Robert de Langeac
La vida oculta en Dios
Nada es tan dulce al corazón de tu Esposa, Dios mío, como oírte hacer el elogio de su propia belleza. Y no por vanidad de su parte; no, en absoluto. Demasiado bien sabe que todo lo que tiene lo tiene de Ti. Lo que le agrada es agradarte. Lo que le encanta es encantarte a Ti. Toda alma que comprende lo que Tú eres no debería tener otra ambición que ésa: atraer tus miradas y retenerlas por su auténtica belleza.

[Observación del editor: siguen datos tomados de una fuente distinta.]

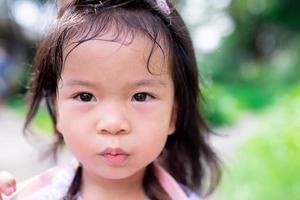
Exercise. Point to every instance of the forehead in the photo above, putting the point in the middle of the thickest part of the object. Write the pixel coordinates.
(153, 54)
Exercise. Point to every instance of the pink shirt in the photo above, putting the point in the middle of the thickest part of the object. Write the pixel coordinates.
(54, 184)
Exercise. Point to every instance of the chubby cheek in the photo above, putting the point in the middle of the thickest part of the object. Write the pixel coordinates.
(149, 148)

Después de tantos trabajos y de tantas penas, tu obra está, pues, acabada; la contemplas. Y te agrada tanto a Ti, el Divino Artista, que la declaras perfecta y bellísima. Este elogio, tan precioso, se lo dirigen a toda alma cuando entra en tu cielo. Pero tu amor no siempre puede esperar este momento. Quiere expresarse cuanto antes. Le cuesta mucho callarse. Y habla. Dice una sola frase, ¡pero qué frase! «¡Qué hermosa eres, Amada mía! Tota pulcra es, Amira MEA eres lo más bello que hay en el mundo. Necesito decírtelo. No temo hacerlo. Es verdad. Tu corazón está dispuesto para oírlo. Sí, Yo, tu Dios, Yo te lo digo; no lo dudes un instante: eres bella con la verdadera belleza. Y lo serás siempre. Alégrate.»
Por lo demás, hay en tu voz un acento que no engaña. La emoción que sobrecoge al alma hasta el fondo no puede tener otra causa que Tú. Sólo Tú puedes obrar en ese centro interior. Sólo Tú puedes derramar allí una tal paz, una tal seguridad, una tal beatitud. Por los frutos se conoce al árbol. Por la obra se conoce al obrero.

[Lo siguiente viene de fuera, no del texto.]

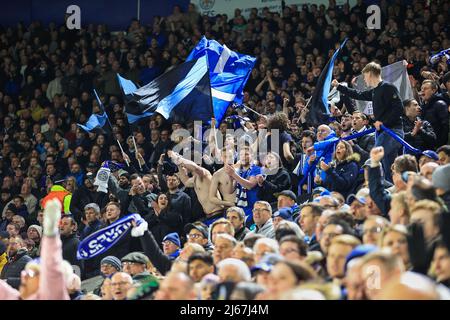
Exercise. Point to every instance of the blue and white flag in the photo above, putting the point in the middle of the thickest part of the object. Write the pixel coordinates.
(182, 93)
(95, 121)
(103, 239)
(229, 72)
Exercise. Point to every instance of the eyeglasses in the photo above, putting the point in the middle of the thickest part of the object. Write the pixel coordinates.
(373, 230)
(259, 210)
(119, 284)
(194, 236)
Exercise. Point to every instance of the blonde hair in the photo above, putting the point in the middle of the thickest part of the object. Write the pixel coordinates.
(373, 68)
(399, 228)
(346, 239)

De tu Gracia, Dios mío, podemos decir que «es más bella que la belleza». Hay en ella un encanto infinito. Cuando invade, pues, un alma, le comunica ese encanto delicado, penetrante, delicioso, indefinible. Esa Gracia está hecha de dulzura, de armonía, de agudeza, de claridad también, pero tamizada y como puntualizada.
En ella nada choca, nada sorprende, nada se impone a viva fuerza. Ejerce su imperio sin permitir casi que se percate uno de ello. Envuelve en una atmósfera de paz, de silencio y de santidad. Se la admira sin esfuerzo y sin cansancio. Hace olvidarlo todo. Se hace olvidar a sí misma, para hacerse paladear mejor. Tiene algo humilde, modesto, en su manera. Sí, la Gracia, tu Gracia, es «más bella que la belleza».
Pero la belleza y la Gracia de un alma Interior se armonizan muy bien con la fuerza. El alma interior es un alma enérgica. Ha combatido y continúa combatiendo el buen combate. Es un alma conquistadora, que espanta a los demonios y a sus desdichados prisioneros. Un alma interior hace más daño a tus enemigos, Dios mío, que más de cien que no lo son. Por si sola vale como un ejército. Por lo demás, no lucha sola. Tú le das siempre soldados, y buenos soldados. Ella los instruye. Los forma. Les imbuye su ardor. Les comunica su energía. Los lanza al asalto. Les asegura, por fin, la victoria. En todas las épocas has enviado a tu Iglesia algunas de esas almas valientes, terribles como escuadrones ordenados, y que lo han salvado todo cuando todo parecía perdido.
«¡Danos, Señor, almas verdaderamente interiores!»